SÖZLÜK a.
1. Her bir girişi bir sözcükle başlayan, belli bir sıraya, çoğu kez abecesel sıraya göre dizili, birbirinden bağımsız maddelerden oluşmuş öğretici yapıt. (Eşanl. LÜGAT.)
2. Bir yapıtın sonuna eklenen ve o yapıtta kullanılmış uzmanlık terimlerini veren liste.
—Bilş. Bir çeviri programında, simgesel adresler listesini ve bunların mutlak ya da aktarılabilir adreslerini basılı biçimde veren bölüm.
—ANSİKL Didaktik amaçlarına göre tek dilli ve ikidilli (kimi zaman çokdilli) diye ayrılan sözlükler çeviri araçlarıdır (yaşayan ya da ölü bir yabancı dil, bir dilin lehçesel, toplumsal argo ya da tarihsel değişkesi).
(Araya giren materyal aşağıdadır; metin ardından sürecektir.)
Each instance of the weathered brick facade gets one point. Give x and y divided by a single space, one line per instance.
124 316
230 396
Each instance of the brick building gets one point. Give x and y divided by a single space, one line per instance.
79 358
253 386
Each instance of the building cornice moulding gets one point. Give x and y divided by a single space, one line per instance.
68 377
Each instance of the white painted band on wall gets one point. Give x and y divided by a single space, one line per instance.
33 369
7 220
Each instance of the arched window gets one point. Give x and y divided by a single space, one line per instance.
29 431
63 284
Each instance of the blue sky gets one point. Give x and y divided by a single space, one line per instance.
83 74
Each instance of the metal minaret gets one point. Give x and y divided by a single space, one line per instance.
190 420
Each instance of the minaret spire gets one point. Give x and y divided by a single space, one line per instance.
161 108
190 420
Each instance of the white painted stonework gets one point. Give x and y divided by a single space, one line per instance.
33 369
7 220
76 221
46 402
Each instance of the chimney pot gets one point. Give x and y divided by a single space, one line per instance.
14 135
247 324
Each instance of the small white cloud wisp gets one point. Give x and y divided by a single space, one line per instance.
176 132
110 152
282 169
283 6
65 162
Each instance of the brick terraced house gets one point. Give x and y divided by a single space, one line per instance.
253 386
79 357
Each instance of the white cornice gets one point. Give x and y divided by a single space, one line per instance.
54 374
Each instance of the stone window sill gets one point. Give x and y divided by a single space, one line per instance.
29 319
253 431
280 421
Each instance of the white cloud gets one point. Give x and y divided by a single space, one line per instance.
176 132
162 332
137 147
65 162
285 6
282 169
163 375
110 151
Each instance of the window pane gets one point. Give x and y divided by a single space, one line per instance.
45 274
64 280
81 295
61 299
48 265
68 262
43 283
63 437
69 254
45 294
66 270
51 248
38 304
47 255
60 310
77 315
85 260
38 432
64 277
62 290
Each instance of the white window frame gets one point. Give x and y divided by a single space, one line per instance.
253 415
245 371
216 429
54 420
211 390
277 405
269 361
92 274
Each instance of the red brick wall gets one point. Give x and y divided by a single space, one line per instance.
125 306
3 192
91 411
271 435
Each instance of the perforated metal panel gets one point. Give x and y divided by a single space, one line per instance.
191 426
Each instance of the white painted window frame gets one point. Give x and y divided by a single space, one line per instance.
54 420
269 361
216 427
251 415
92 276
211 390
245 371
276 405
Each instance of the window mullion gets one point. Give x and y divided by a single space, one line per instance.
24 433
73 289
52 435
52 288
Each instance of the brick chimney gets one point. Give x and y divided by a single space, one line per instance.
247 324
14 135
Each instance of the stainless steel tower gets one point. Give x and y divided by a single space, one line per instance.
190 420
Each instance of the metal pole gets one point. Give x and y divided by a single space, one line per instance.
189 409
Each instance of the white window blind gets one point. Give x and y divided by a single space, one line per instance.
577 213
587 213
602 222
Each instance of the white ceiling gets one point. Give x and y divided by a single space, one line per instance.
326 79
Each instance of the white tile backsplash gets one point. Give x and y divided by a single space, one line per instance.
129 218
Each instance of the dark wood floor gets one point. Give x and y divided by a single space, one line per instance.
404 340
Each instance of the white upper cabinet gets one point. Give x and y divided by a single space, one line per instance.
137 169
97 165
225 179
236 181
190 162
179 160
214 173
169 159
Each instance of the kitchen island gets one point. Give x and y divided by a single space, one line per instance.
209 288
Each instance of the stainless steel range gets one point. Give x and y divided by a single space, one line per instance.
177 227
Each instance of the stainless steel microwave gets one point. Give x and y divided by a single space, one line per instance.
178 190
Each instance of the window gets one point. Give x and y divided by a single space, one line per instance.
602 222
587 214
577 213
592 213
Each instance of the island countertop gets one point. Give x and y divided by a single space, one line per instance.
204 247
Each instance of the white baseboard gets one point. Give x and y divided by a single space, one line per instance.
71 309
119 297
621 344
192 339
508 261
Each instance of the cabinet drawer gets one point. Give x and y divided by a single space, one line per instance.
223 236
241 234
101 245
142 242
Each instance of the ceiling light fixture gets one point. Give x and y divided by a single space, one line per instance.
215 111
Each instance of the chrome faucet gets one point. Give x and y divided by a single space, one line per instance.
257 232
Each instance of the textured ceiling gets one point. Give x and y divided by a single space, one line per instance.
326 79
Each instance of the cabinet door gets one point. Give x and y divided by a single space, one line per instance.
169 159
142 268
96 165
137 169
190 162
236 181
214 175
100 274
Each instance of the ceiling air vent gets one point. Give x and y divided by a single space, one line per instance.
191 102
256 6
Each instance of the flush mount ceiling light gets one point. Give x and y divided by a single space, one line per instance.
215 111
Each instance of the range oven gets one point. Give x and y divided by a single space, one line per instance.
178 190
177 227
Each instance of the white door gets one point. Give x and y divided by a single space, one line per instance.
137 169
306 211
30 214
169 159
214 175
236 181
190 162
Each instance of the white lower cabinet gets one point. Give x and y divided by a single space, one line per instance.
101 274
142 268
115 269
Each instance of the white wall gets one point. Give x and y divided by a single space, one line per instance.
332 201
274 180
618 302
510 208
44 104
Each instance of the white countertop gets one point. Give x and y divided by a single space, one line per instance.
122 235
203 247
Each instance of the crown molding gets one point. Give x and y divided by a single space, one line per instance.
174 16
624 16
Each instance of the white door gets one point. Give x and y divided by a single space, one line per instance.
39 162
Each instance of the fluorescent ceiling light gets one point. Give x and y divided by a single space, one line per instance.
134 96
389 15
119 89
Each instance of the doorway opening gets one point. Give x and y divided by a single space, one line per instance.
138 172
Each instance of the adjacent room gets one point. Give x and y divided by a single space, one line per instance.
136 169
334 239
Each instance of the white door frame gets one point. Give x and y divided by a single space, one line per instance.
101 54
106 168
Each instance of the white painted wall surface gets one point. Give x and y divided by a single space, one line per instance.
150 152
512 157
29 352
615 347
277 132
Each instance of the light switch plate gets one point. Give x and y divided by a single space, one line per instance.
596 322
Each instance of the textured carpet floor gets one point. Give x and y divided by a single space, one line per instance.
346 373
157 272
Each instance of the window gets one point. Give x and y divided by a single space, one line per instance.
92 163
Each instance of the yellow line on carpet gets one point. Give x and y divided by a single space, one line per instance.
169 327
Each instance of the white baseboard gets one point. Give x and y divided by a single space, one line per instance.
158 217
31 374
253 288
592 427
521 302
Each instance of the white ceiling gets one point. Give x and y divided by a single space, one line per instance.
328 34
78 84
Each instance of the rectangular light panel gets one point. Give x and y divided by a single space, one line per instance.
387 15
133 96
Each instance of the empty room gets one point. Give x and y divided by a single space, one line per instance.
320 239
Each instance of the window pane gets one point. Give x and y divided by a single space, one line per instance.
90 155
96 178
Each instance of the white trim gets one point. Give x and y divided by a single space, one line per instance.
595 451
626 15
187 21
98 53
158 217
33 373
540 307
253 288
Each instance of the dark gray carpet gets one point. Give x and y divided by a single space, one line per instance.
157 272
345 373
Bu sözlükler arasındaki dil sözlükleriyle (sözcük sözlükleri de denir) ansiklopedik sözlükler birbirlerinden ayrılır. Birinci türden sözlükler sözcük üstüne bilgi verir: söyleniş biçimi, tarihi (kökenbilimi ve tarihlemeleri), hangi dil düzeyinde yer aldığı, tanımı, söylemdeki kullanımları (sözlükçünün uydurduğu ya da edebiyattan aktardığı örnekler) ikinci türden sözlükler özel adları da ele alırlar ve cins adları için de tanıma sözcükle anlatılan kavrama ilişkin daha ayrıntılı betimlemeler ekler. Genel sözlüklerin yanı sıra uzmanlık sözlükleri de çok çeşitli alanlara ilişkin olabilir: dilsel amaçlı (eşadlılık sözlüğü, örneksemeli sözlük, kökenbilim sözlüğü vb.) ya da belli bir sanat dalına, bilime ya da tekniğe (psikoloji, bilişim, sinema, edebiyat vb) ilişkin olarak ansiklopedik sözlük diye nitelendirilir.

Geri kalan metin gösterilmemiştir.